East Africa and Yemen: After some five years of effort, a combination of African Union forces, Somali groups, US-operated drones and Special Forces has resulted in some improvement in security in Mogadishu and some parts of central Somalia. This improvement may be sustained, but it will take some years to extend it to the rest of the country. Moreover, those areas of Somalia that experience radical Islamist influence continue to connect with other zones of conflict, with indications that Boko Haram paramilitaries have established connections.
Meanwhile, significant developments in neighbouring East African countries include an unexpected undercurrent of Islamist influence further south. The main locations so far have been the Kenyan port city of Mombasa, together with Dar es Salaam on the Tanzanian coast and the island of Zanzibar. In all three cases, Islamist elements are building on perceptions of marginalisation to increase their influence.

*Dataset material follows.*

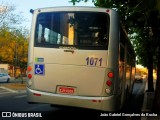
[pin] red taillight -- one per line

In October, an Islamic cleric supposed to have links with Somali Islamists was murdered, and the Kenyan Government has used force to control a secessionist group, the Mombasa Republican Council, which has campaigned against coastal economic marginalisation. In the same month, Dar es Salaam experienced rioting and the looting of churches, with the government responding by arresting a local Islamic cleric. Zanzibar has experienced more sustained unrest, with radical Islamic leaders building support for separation from the Tanzanian state, based not least on the historical memory of Zanzibar as a largely separate territory prior to Tanganyika’s independence in 1961.
The Wider Picture
The individual developments along the East African coast have not merged into any kind of sustained and coherent radical Islamist movement, but they all feed on perceptions of marginalisation and consequent resentment with, in Kenya’s case, anger at sustained corruption. While it is therefore unwise to talk of a new “front” for radical Islam as part of an al-Qaida re-awakening, the conditions exist for movements to develop rapidly and unexpectedly. This connects with the underlying factors that enable Boko Haram in Nigeria to maintain its support – relative marginalisation combined with determined suppression by security forces.
Radical Islamist movements do not yet have transcontinental coherence across northern Africa, yet they form part of a phenomenon that is essentially a post-9/11 development and is increasing in intensity and geographical distribution. There appear to be many informal linkages, made far easier by modern communications and new social media, and they therefore connect informally with developments across the Middle East and South West Asia. While it is wise to retain a degree of caution, we may be seeing the further evolution of the al-Qaida idea, even as it retrenches in North West Pakistan.
There are two significant policy implications that stem from this analysis.
- Repression of Islamist groups, whether in Nigeria, other western African states, Kenya or Tanzania, may prove to be deeply counterproductive, if underlying perceptions of marginalisation are not addressed.
- Military intervention in Mali should be avoided. It will inevitably involve western military units and this will enable Islamist propagandists to concentrate more on their message of repression of Islam by outside forces. The old concept of “the far enemy” of the early 2000s could well get a new and unifying lease of life.